Atropine (block vagal reflex response induced by surgical manipulation of visceral organ)

Atropine or glycopyrrolate is used with neostigmine
(block parasympathomimetic effects of neostigamine when neostigamine is used to reverse skeletal muscle relaxation after surgery. Serious cardiac arrhythmias have occasionally occurred.)

Answer 31

• Relatively nonirritating to the bronchi
• Eliminated the need for prophylactic use of muscarinic receptor antagonists
• • Atropine used to antagonize the parasympathomimetic effects of pyridostigmine or anticholinesterase agents such as neostigamine (drugs administered in treatment of MYASTHENIA GRAVIS)
• will not interfere with salutary effects at the skeletal neuromuscular junction. Most useful earily in therapy before tolerance to muscarinic side effects has developed. **

Question 32

Other Muscarinic Antagonists

Answer 32

Methscopolamine
Homatropine
Glycopyrrolate
Mepenzolate
Propantheline

Question 33

Methscopolamine bromide (4)

Answer 33

• Quaternary ammonium derivative of scopolamine. (lacks the central actions of scopolamine)
• limited to GI diseases
• Less potent than atropine and is poorly absorbed
• Action is more prolonged than atropine

Question 34

Homatropine methylbromide (4)

Answer 34

• Quaternary derivative of homatropine
• Less potent than atropine in antimuscarinic activity
• 4x more potent than atropine as a ganglionic blocking agent.
• Available in combination with hydrocodone as an antitussive combination.

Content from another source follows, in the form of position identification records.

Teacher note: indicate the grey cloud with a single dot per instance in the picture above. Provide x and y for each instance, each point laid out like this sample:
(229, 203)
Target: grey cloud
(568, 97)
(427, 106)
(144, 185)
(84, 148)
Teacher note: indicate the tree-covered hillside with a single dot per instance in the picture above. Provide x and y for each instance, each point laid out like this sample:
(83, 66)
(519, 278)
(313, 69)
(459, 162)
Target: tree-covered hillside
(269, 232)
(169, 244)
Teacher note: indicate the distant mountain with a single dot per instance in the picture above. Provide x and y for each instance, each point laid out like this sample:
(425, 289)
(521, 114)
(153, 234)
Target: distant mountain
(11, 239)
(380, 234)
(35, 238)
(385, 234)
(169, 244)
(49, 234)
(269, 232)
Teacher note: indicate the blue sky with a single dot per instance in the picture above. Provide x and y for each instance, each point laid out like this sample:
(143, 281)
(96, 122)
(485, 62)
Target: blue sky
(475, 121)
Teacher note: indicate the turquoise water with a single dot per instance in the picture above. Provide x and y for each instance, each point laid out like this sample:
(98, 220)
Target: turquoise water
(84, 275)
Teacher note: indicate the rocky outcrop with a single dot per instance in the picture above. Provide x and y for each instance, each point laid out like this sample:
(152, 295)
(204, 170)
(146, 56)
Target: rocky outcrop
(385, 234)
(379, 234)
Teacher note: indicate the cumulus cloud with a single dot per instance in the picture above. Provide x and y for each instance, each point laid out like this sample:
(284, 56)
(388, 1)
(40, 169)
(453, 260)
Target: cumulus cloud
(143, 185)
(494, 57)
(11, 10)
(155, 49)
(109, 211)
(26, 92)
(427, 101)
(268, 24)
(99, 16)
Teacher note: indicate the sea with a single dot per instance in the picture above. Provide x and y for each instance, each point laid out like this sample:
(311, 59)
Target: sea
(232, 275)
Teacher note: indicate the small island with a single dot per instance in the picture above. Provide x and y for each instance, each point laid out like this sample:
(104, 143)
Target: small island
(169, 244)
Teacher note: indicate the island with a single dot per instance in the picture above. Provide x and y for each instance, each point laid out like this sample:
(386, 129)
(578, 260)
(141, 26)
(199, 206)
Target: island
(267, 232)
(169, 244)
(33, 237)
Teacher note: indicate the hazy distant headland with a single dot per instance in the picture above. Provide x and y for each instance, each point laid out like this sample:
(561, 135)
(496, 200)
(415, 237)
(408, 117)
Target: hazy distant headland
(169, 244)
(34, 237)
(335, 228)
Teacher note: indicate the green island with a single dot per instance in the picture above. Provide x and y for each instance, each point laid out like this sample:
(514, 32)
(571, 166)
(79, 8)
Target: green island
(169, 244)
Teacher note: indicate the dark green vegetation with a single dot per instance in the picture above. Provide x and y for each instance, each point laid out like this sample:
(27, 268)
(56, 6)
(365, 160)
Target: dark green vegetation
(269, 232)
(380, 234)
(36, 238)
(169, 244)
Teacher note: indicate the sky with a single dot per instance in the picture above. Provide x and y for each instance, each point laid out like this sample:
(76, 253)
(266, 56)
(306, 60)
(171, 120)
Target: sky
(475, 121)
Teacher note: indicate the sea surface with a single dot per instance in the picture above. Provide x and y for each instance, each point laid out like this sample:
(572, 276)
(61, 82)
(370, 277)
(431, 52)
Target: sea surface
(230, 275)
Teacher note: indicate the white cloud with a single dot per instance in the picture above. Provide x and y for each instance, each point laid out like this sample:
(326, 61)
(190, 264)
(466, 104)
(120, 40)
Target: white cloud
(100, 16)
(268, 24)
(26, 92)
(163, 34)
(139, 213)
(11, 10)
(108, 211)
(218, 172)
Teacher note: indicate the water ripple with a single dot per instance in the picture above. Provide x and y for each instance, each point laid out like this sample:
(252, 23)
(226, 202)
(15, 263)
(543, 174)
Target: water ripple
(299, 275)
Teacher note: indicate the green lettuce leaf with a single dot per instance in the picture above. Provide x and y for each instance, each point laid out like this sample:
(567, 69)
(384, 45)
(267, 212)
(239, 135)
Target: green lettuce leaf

Uses: 1. relief of GI spasm. 2. Adjunct in peptic ulcer disease.

Question 35

Glycopyrrolate

Answer 35

• Employed orally to inhibit GI motility.
• Used parentally to block the effects of vagal stimulation during anesthesia and surgery. (used in combination with formoterol fumarate, long-acting beta2 agonist for COPD)

Other antispasmodic drugs:
Tertiary amines: Dicyclomine hydrochloride, Flavoxate hydrochloride, Oxybutynin chloride, Tolterodine tartrate.

Quaternary amine: Trospium chloride

All agents are used for their antispasmodic properties, decrease spasm of the GI tract, biliary tract, ureter and uterus.

Question 36

Mepenzolate Bromide (4)

Answer 36

Quaternary amine with peripheral actions similar to those of atropine.

Indications: adjunctive therapy of peptic ulcer disease. Has been used as an antispasmodic for the relief of GI disorders.

Question 37

Propantheline bromide

Answer 37

• More widely used of the synthetic NONSELECTIVE muscarinic receptor antagonist.
• High doses produce the symptoms of ganglionic blockade.
• Toxic doses block the skeletal neuromuscular junction.
• It’s duration of action is comparable to that of atropine (repeated doses may be needed)
• Treatment of marked excitement
• Support respiration and control of hyperthermia may be necessary.